Again and again and again, the kings to come seek after false gods, mediums, establish altars to false gods, establish (or allow) prostitution for false religions, and commit countless atrocities.  Several of them sacrifice their children in the names of their false gods.  They wage war with the prophets of God and they seek the Lord only to supplement their information.  (Yeah, sure, we’ve asked the prophets of Baal, of Asherah and everyone else, might as well consult YAHWEH too.)  
Before the establishment of kings in Israel, we see a verse that one might think would be in contrast.  Judges 21:25 “In those days, Israel had no king, everyone did what they thought was right in their own eyes.”  The things that Israel did during those times rivaled that of Sodom and Gomorra.  Yet, here was God’s chosen people acting every bit like the world, sometimes even worse.  Surely having a king would turn it around.  But with a king, they would follow after the wickedness set before them by the kings of men.  Omri, son of Ahab is said to have done more evil than all of the kings before him put together.  And the people follow suit.  

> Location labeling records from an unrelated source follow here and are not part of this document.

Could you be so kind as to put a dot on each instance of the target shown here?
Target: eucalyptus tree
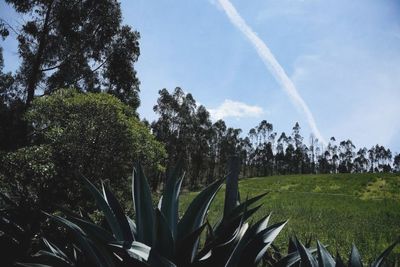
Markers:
(396, 163)
(361, 161)
(346, 153)
(77, 43)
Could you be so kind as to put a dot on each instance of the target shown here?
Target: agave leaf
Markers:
(291, 259)
(339, 261)
(143, 205)
(54, 249)
(93, 230)
(53, 259)
(256, 247)
(103, 206)
(132, 225)
(163, 242)
(383, 255)
(157, 260)
(187, 247)
(137, 250)
(170, 199)
(244, 216)
(196, 212)
(325, 259)
(119, 215)
(32, 264)
(82, 240)
(292, 247)
(231, 191)
(355, 257)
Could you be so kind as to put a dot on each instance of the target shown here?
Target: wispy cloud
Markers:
(235, 109)
(272, 64)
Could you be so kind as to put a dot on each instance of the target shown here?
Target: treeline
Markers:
(205, 148)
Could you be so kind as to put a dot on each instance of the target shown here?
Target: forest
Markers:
(71, 134)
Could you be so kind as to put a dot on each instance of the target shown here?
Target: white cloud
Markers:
(356, 89)
(272, 64)
(235, 109)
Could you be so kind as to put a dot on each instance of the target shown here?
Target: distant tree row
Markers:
(205, 147)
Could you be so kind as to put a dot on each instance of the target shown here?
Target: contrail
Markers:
(272, 64)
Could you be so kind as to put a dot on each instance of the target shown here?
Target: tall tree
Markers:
(76, 43)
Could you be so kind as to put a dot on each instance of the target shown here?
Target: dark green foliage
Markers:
(74, 134)
(230, 242)
(80, 44)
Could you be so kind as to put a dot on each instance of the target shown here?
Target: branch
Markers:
(9, 26)
(92, 71)
(52, 68)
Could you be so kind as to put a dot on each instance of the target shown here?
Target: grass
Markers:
(337, 209)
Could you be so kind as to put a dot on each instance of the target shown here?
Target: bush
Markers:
(75, 134)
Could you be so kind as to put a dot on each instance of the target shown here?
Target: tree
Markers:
(396, 163)
(346, 156)
(92, 135)
(77, 43)
(361, 161)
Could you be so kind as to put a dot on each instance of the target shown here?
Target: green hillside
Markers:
(338, 209)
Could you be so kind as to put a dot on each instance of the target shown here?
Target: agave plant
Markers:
(19, 225)
(158, 236)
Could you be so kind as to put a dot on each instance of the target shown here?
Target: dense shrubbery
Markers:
(158, 236)
(75, 134)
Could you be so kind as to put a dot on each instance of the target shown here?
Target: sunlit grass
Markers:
(338, 209)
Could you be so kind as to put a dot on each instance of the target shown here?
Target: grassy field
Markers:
(337, 209)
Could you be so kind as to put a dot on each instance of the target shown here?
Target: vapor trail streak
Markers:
(272, 64)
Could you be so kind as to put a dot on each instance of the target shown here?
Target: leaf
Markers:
(93, 230)
(143, 205)
(170, 198)
(339, 261)
(258, 245)
(81, 238)
(196, 212)
(231, 190)
(108, 213)
(119, 215)
(325, 259)
(240, 208)
(157, 260)
(163, 242)
(187, 247)
(136, 250)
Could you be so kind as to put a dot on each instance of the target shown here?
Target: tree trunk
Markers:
(34, 73)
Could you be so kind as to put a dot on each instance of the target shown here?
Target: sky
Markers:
(331, 65)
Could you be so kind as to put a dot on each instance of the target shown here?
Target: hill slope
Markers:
(338, 209)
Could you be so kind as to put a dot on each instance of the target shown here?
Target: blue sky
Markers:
(342, 56)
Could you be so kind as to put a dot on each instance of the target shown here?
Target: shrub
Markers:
(75, 134)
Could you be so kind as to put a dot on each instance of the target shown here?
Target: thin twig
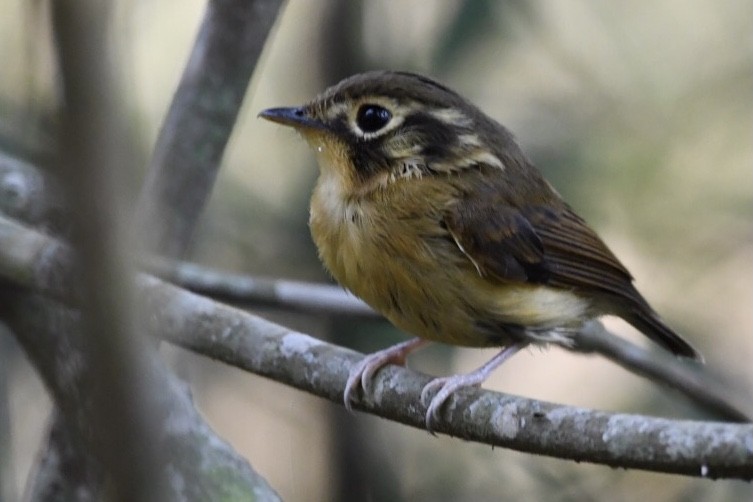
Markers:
(200, 120)
(117, 371)
(244, 290)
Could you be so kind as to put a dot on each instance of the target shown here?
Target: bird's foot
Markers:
(362, 373)
(446, 386)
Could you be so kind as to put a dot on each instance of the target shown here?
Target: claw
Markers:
(362, 373)
(449, 385)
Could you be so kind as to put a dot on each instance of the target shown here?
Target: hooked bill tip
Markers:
(294, 116)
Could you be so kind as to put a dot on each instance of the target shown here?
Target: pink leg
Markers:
(363, 372)
(448, 385)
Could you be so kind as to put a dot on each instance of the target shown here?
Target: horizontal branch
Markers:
(712, 449)
(245, 290)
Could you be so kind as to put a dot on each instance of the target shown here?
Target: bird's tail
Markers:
(648, 322)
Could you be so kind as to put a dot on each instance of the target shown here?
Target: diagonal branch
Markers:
(714, 449)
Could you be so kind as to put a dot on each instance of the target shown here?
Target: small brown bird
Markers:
(428, 210)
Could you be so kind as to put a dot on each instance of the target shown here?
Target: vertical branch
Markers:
(201, 117)
(119, 375)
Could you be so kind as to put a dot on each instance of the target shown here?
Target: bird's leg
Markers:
(362, 373)
(448, 385)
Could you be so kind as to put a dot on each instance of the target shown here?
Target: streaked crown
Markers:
(399, 123)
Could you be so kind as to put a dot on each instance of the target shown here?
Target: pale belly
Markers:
(423, 283)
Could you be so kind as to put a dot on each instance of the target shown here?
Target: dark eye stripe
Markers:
(371, 118)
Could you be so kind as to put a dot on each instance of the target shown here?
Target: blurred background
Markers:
(640, 114)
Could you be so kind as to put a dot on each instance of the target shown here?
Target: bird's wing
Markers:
(537, 244)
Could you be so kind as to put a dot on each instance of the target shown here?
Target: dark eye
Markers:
(371, 118)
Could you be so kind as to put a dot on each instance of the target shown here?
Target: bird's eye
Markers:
(371, 118)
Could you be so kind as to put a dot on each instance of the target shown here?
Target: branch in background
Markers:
(687, 377)
(628, 441)
(112, 388)
(201, 465)
(256, 345)
(116, 369)
(63, 469)
(201, 117)
(248, 291)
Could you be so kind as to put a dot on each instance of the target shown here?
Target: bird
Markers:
(428, 210)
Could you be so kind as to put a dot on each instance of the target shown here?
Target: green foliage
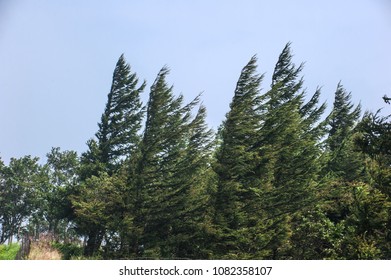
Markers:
(121, 120)
(277, 181)
(9, 252)
(68, 250)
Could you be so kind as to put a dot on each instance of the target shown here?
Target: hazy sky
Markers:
(57, 57)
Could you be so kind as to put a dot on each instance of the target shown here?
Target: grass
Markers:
(8, 252)
(43, 250)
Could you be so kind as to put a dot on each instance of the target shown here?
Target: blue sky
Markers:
(57, 57)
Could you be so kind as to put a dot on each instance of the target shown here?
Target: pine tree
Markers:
(158, 186)
(237, 216)
(343, 161)
(288, 150)
(118, 133)
(117, 137)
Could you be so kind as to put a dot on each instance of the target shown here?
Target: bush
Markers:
(8, 252)
(69, 251)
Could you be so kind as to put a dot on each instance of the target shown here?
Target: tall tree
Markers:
(118, 133)
(117, 137)
(236, 161)
(343, 160)
(158, 181)
(288, 148)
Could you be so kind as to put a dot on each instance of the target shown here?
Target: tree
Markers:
(158, 189)
(343, 160)
(117, 137)
(118, 133)
(236, 160)
(19, 182)
(61, 170)
(289, 151)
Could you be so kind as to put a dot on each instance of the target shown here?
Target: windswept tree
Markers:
(288, 149)
(237, 202)
(116, 139)
(344, 161)
(162, 189)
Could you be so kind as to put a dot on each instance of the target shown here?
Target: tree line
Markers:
(280, 179)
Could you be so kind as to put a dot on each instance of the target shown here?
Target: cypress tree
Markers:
(158, 184)
(118, 133)
(116, 139)
(237, 214)
(288, 150)
(343, 161)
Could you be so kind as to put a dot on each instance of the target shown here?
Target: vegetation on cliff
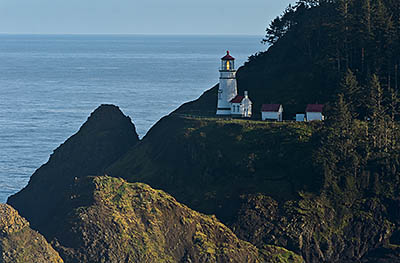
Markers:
(127, 222)
(208, 163)
(106, 136)
(19, 243)
(328, 191)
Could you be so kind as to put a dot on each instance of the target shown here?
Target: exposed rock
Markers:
(131, 222)
(208, 163)
(315, 228)
(105, 137)
(19, 243)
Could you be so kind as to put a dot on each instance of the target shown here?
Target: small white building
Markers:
(272, 112)
(241, 106)
(314, 112)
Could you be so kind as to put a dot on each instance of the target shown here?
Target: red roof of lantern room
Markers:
(228, 57)
(270, 107)
(237, 99)
(314, 108)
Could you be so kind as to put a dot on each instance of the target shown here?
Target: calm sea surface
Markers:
(50, 84)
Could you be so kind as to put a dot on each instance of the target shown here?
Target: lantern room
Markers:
(227, 62)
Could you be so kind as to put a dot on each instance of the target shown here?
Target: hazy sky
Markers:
(139, 17)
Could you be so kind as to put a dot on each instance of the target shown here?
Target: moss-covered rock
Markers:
(131, 222)
(103, 138)
(208, 163)
(19, 243)
(315, 226)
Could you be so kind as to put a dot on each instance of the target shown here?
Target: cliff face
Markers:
(317, 228)
(116, 221)
(105, 137)
(209, 163)
(19, 243)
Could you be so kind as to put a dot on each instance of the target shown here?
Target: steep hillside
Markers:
(116, 221)
(19, 243)
(105, 137)
(209, 163)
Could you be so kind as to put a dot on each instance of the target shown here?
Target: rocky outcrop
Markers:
(116, 221)
(208, 163)
(106, 136)
(19, 243)
(317, 228)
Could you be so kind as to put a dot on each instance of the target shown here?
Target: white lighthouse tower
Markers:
(227, 85)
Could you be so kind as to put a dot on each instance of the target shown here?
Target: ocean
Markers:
(49, 85)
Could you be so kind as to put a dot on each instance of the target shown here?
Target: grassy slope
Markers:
(208, 163)
(135, 223)
(19, 243)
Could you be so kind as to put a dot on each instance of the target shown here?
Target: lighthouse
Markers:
(227, 85)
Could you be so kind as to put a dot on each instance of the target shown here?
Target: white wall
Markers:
(271, 116)
(314, 116)
(227, 90)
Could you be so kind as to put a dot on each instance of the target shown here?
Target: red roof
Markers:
(314, 108)
(237, 99)
(228, 57)
(270, 107)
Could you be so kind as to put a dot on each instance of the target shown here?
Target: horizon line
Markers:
(132, 34)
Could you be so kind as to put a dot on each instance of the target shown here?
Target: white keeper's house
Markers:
(229, 103)
(272, 112)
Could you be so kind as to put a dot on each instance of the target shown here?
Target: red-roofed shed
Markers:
(314, 112)
(272, 112)
(314, 108)
(237, 99)
(228, 56)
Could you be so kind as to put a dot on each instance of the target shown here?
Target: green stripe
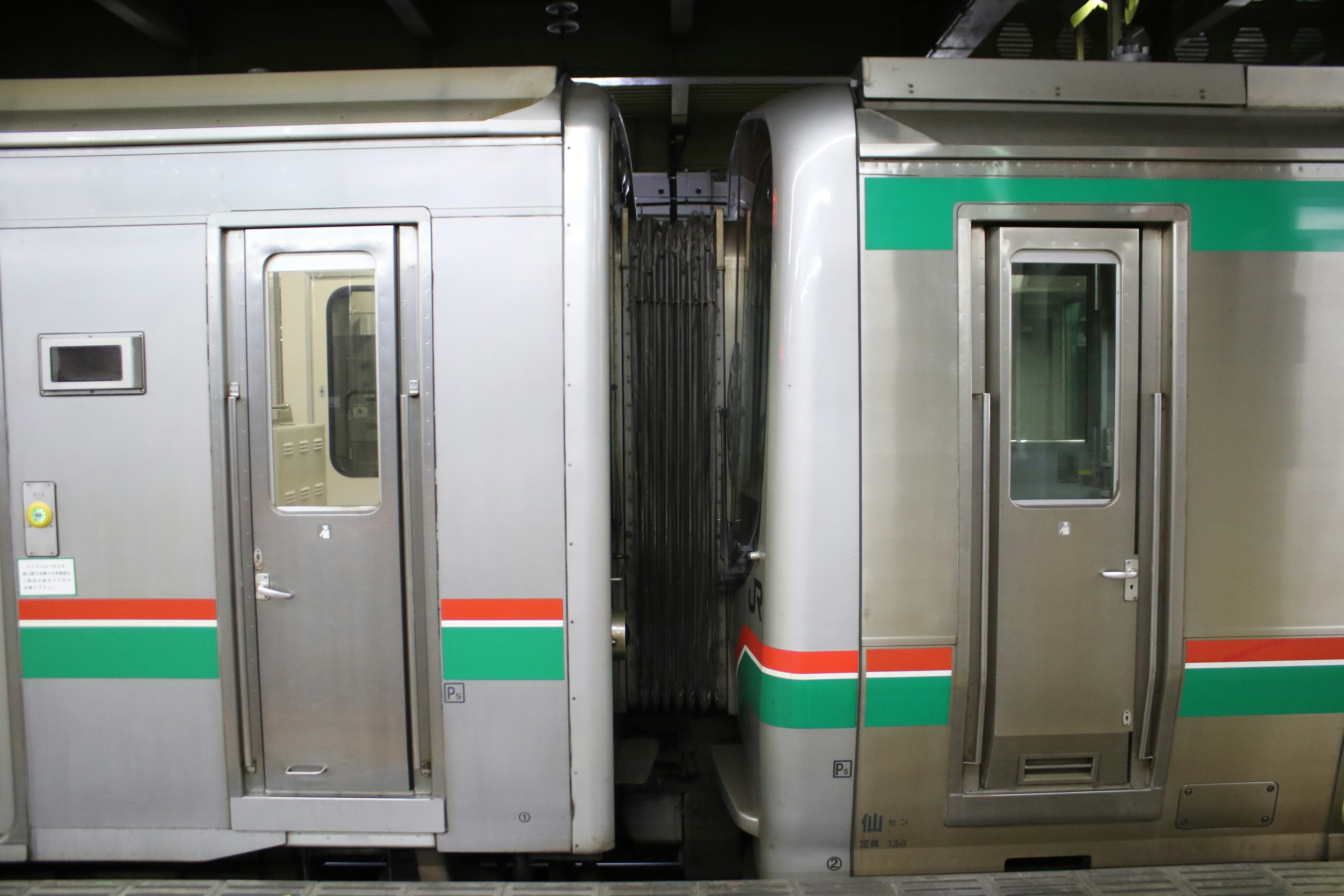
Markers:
(119, 653)
(1262, 691)
(916, 700)
(517, 653)
(1226, 216)
(798, 703)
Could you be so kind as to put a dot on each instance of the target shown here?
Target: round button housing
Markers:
(40, 515)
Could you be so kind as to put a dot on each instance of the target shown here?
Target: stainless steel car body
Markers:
(1227, 195)
(132, 206)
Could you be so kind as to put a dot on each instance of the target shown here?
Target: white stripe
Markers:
(799, 676)
(118, 624)
(502, 624)
(1270, 664)
(912, 673)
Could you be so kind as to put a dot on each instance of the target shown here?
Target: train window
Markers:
(750, 367)
(353, 379)
(92, 363)
(1064, 378)
(85, 363)
(323, 379)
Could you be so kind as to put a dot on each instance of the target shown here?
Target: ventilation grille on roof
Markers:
(1249, 46)
(1194, 49)
(1308, 46)
(1066, 45)
(1015, 41)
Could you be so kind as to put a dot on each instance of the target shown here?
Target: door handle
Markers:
(1129, 574)
(265, 592)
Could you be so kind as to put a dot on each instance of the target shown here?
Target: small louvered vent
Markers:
(1193, 50)
(1014, 41)
(1057, 770)
(1066, 45)
(1308, 46)
(1249, 46)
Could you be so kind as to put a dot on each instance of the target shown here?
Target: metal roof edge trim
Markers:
(932, 152)
(1295, 88)
(277, 88)
(1054, 81)
(283, 133)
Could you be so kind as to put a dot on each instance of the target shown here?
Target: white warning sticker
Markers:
(46, 577)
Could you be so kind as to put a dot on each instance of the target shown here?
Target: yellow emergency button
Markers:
(40, 515)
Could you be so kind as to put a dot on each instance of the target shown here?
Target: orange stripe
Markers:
(503, 609)
(116, 609)
(1264, 649)
(909, 659)
(798, 662)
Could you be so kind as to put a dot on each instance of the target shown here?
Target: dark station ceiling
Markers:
(750, 41)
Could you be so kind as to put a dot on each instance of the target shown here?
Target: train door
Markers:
(1064, 363)
(1057, 724)
(326, 518)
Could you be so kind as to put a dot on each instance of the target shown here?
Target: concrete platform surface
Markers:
(1281, 879)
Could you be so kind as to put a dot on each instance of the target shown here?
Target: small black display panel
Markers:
(85, 363)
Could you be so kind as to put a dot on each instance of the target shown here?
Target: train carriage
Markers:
(1048, 500)
(307, 453)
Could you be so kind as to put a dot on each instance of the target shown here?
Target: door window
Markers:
(323, 379)
(1064, 378)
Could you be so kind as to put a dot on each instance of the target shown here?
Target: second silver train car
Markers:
(1040, 468)
(306, 399)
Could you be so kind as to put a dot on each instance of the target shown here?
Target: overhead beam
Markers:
(1201, 18)
(156, 21)
(971, 29)
(417, 18)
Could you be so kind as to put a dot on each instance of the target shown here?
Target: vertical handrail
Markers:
(1155, 572)
(240, 602)
(986, 448)
(409, 585)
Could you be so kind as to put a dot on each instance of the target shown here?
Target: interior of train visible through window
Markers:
(323, 379)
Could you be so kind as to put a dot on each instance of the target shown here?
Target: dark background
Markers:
(624, 38)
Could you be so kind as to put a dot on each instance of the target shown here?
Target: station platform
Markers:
(1279, 879)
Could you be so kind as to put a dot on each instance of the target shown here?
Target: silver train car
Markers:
(307, 460)
(1040, 471)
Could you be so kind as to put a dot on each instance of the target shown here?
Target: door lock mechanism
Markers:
(1129, 574)
(265, 592)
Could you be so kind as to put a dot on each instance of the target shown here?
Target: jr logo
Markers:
(756, 601)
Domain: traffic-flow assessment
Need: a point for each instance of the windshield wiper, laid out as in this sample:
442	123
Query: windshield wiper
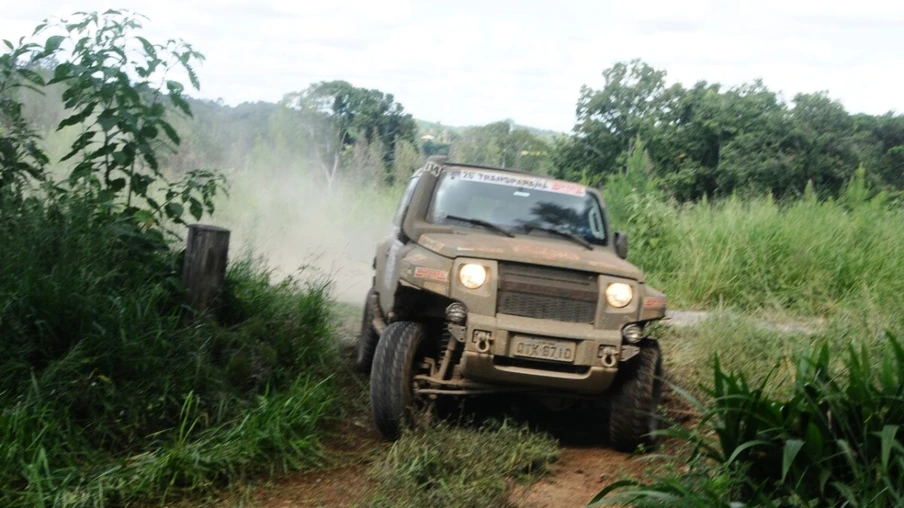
567	234
480	222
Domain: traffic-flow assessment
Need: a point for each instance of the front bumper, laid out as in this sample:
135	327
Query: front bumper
489	354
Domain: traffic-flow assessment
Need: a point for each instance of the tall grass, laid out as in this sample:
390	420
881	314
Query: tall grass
836	439
111	391
460	466
808	256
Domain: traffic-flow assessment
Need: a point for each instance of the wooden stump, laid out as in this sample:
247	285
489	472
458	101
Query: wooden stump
204	271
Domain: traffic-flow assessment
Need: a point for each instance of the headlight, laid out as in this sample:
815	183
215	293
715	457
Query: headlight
619	295
472	276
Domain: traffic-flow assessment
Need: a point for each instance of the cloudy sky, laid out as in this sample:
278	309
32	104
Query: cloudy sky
465	62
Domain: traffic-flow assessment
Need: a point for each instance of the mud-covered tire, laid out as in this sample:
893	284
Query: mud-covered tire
635	400
367	338
391	389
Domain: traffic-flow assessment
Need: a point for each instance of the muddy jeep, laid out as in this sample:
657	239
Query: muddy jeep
494	280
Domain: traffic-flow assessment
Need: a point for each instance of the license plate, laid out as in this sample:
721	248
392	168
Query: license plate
544	349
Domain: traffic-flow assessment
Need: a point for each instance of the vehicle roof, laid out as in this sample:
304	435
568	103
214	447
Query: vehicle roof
452	165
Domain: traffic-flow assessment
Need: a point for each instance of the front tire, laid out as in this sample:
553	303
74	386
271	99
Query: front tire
391	387
367	338
632	414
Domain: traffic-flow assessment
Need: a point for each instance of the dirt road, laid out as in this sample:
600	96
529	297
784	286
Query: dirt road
584	467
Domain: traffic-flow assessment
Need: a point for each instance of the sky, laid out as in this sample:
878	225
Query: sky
466	62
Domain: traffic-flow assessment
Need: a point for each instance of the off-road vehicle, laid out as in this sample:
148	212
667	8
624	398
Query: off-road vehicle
494	280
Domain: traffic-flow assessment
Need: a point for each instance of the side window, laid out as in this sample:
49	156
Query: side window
406	199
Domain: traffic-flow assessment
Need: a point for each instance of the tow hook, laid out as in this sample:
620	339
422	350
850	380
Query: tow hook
608	356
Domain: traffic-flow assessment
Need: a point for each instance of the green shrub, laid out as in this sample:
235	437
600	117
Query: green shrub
101	366
460	466
836	439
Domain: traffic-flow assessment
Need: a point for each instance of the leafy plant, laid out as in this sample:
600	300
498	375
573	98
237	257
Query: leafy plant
836	440
114	93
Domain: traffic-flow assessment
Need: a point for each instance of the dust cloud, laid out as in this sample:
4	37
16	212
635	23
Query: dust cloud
291	219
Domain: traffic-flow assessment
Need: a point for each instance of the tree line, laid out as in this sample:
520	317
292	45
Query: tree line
711	141
694	142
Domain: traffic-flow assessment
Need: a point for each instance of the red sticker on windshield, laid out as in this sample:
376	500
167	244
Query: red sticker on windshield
422	272
523	181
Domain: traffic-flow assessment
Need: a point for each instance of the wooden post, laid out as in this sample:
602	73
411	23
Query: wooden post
204	271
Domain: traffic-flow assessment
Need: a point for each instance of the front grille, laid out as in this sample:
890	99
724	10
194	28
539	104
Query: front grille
547	293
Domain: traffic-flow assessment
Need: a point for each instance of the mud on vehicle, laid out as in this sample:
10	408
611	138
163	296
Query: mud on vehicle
494	280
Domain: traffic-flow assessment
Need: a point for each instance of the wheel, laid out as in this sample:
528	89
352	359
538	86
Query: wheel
391	385
637	390
367	338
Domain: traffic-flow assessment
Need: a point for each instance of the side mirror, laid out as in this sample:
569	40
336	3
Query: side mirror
621	244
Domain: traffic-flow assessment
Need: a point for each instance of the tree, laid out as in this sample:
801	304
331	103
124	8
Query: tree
336	115
501	144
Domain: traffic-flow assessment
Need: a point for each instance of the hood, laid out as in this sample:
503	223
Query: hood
534	249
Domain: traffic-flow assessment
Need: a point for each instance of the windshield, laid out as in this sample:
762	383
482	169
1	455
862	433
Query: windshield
518	203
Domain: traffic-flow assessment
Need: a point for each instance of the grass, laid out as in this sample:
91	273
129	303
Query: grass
111	392
461	466
809	257
833	438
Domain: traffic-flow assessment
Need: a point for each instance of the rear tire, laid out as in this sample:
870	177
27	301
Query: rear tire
635	400
391	386
367	338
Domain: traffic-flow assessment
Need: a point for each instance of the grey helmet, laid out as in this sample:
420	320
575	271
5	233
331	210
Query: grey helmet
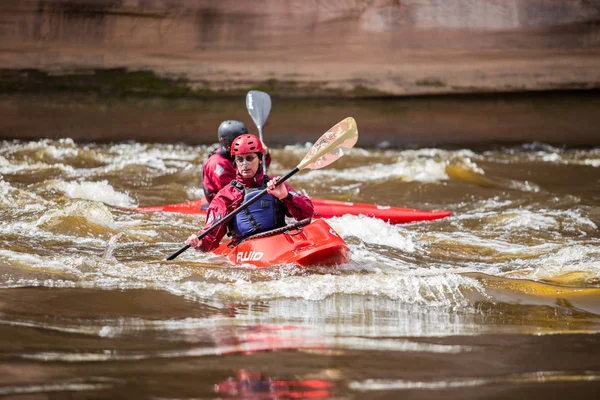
228	131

Wretched man that I am! Who will deliver me from this body of death? Thanks be to God through Jesus Christ our Lord! So then, I myself serve the law of God with my mind, but with my flesh I serve the law of sin. (Romans 7:24-25)  Apart from God coming in the flesh to establish and reign over his own kingdom, we have no hope of it faring better for us.  Thankfully, that is exactly what he did.
 America is not different from Israel.  We can ask God to put people in power, but people will fail us.  Without fail.  It is the thing that people do best.  They will disappoint.  They will distract.  They will point us in the wrong direction.  And while, yes, we are to be subject to our governing authorities, we must not put our hope in them.  Even the kings appointed by God are a frail shadow the King of kings and the Lord of lords.  Our allegiance must be with him.  Our trust and hope, in him alone.  Some trust in chariots, and some trust in horses, but we trust in the name of the Lord our God.  (Psalm 20:7)  Amen.